Der Gehalt der Treibhausgase in der Atmosphäre muss eigentlich schnell und drastisch runter. Doch er steigt immer weiter - allen Warnungen, Berichten und Konferenzen zum Trotz. Schaufelt sich die Menschheit ihr eigenes Gab?

Wochenend-Magazin: Markus Brauer (mb)

Die Konzentration der klimaschädlichen Treibhausgase in der Atmosphäre klettert von Rekord zu Rekord. Das wichtigste davon, Kohlendioxid (CO2), erreichte im vergangenen Jahr eine markante Marke: Die Konzentration lag 50 Prozent über dem vorindustriellen Niveau, hat die Weltwetterorganisation (World Meteorological Organization, WMO) am Mittwoch (15. November) in Genf berichtet.

 

So hohe CO2-Konzentrationen wie zuletzt vor fünf Millionen Jahren

In diesem Jahr hat sich demnach der Anstieg fortgesetzt. Auch die Treibhausgase Methan (CH4) und Lachgas (N2O) erreichten im vergangenen Jahr Rekordwerte. „Trotz jahrzehntelanger Warnungen der Wissenschaftsgemeinde, trotz Tausender Berichtsseiten und Dutzenden von Klimakonferenzen bewegen wir uns immer noch in die falsche Richtung“, warnt WMO-Chef Petteri Taalas.

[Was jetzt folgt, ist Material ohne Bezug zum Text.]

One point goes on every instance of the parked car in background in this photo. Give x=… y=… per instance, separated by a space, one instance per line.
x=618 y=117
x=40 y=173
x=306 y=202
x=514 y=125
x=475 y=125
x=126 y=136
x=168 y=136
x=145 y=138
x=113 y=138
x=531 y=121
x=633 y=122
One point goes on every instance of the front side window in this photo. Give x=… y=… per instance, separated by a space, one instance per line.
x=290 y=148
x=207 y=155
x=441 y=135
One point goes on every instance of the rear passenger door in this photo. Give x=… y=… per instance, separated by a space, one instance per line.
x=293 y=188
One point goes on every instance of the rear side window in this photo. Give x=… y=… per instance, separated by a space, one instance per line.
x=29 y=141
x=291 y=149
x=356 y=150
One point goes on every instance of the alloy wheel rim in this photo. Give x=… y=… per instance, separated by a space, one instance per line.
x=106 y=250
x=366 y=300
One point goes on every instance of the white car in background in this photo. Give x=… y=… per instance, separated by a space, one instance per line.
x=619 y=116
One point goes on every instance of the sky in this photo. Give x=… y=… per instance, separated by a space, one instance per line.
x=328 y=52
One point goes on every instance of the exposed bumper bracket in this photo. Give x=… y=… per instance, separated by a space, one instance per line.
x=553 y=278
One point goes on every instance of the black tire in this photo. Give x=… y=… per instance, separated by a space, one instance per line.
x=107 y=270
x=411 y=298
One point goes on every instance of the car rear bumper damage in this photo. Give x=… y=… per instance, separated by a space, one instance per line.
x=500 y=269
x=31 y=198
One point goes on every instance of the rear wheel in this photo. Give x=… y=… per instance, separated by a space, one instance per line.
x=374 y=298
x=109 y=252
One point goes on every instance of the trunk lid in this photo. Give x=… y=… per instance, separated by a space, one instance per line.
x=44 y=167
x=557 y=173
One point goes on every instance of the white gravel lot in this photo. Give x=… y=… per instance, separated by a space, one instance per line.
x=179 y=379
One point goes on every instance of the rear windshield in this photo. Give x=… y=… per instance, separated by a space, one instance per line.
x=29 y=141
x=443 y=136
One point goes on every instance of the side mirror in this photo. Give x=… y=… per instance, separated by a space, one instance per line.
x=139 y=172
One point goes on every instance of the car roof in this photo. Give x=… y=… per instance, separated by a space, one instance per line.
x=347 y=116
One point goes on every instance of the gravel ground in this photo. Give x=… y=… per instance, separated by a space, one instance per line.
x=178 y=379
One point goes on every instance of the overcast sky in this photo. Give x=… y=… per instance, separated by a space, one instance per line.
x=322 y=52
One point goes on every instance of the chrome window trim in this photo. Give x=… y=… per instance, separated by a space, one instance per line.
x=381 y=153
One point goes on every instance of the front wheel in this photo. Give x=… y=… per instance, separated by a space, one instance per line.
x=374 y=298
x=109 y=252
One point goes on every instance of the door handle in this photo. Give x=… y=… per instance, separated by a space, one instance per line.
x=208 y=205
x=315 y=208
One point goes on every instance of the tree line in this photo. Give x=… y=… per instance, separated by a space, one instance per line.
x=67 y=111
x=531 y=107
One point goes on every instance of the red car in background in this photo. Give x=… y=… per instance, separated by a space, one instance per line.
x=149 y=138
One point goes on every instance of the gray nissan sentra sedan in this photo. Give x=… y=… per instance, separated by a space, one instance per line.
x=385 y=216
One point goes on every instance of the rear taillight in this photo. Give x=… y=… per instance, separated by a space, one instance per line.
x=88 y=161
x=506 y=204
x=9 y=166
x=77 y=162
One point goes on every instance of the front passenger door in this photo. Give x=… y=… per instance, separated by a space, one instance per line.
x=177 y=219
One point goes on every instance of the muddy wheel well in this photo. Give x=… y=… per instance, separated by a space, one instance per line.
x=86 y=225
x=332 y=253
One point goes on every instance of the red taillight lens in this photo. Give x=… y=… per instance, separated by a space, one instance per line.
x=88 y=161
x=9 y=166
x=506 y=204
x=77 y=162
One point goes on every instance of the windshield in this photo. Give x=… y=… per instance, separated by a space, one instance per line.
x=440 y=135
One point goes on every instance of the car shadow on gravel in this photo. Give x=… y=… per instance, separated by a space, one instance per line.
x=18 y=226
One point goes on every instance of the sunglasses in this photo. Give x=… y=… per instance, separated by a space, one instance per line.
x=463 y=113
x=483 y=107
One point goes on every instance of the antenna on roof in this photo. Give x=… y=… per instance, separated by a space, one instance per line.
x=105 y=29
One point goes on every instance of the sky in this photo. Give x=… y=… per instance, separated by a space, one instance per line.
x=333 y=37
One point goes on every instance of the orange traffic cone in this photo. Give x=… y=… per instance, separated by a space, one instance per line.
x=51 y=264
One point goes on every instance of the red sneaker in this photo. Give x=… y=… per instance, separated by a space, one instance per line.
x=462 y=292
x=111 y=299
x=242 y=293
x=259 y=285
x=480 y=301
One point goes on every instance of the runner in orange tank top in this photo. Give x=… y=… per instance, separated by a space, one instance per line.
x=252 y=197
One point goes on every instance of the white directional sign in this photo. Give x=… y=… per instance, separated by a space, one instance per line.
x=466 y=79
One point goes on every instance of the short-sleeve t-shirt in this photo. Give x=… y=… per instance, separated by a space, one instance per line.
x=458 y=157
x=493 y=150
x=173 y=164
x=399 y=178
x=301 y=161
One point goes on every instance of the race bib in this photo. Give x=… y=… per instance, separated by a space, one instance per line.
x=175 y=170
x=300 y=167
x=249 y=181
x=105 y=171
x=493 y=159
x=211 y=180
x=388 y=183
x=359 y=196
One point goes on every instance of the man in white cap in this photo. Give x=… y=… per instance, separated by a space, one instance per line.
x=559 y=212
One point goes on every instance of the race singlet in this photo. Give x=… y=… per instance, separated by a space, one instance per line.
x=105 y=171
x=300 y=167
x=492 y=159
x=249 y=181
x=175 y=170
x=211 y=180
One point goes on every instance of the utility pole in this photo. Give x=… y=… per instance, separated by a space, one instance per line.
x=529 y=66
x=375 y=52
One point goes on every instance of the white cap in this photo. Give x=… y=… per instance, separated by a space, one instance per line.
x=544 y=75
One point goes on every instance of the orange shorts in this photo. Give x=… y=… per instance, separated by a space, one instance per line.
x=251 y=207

So hohe CO2-Konzentrationen wie jetzt habe es zuletzt vor drei bis fünf Millionen Jahren gegeben, schreibt die UN-Wetterorganisation. Da lag die Durchschnittstemperatur zwei bis drei Grad höher und die Meeresspiegel waren zehn bis 20 Meter höher. Laut WMO lag die CO2-Konzentration in der Atmosphäre im vergangenen Jahr bei 417,9 ppm (parts per million – Teilchen CO2 pro Millionen Teilchen), das ist ein Anstieg um 2,2 ppm im Vergleich zum Vorjahr.

CO2-Emissionen steigen ungebremst weiter

Ein schwarzer Kasten aus Plastik mit der Aufschrift „CO2-Ampel“ und drei je nach Luftzusammensetzung leuchtenden Smileys. Foto: dpa/Soeren Stache

Zwar flachte sich der CO2-Anstieg laut WMO im vergangenen Jahr im Vergleich zu 2021 und dem zehnjährigen Mittelwert leicht ab. Das sei aber wohl auf natürliche Schwankungen zurückzuführen, heißt es seitens der WMO.

Die neuen Emissionen aus industriellen menschengemachten Aktivitäten würden weiter steigen. Und weil CO2 eine lange Lebensdauer hat, werde der schon jetzt eingetretene Temperaturanstieg noch Jahrzehnte anhalten – selbst dann, wenn die Emissionen schnell auf Null reduziert würden.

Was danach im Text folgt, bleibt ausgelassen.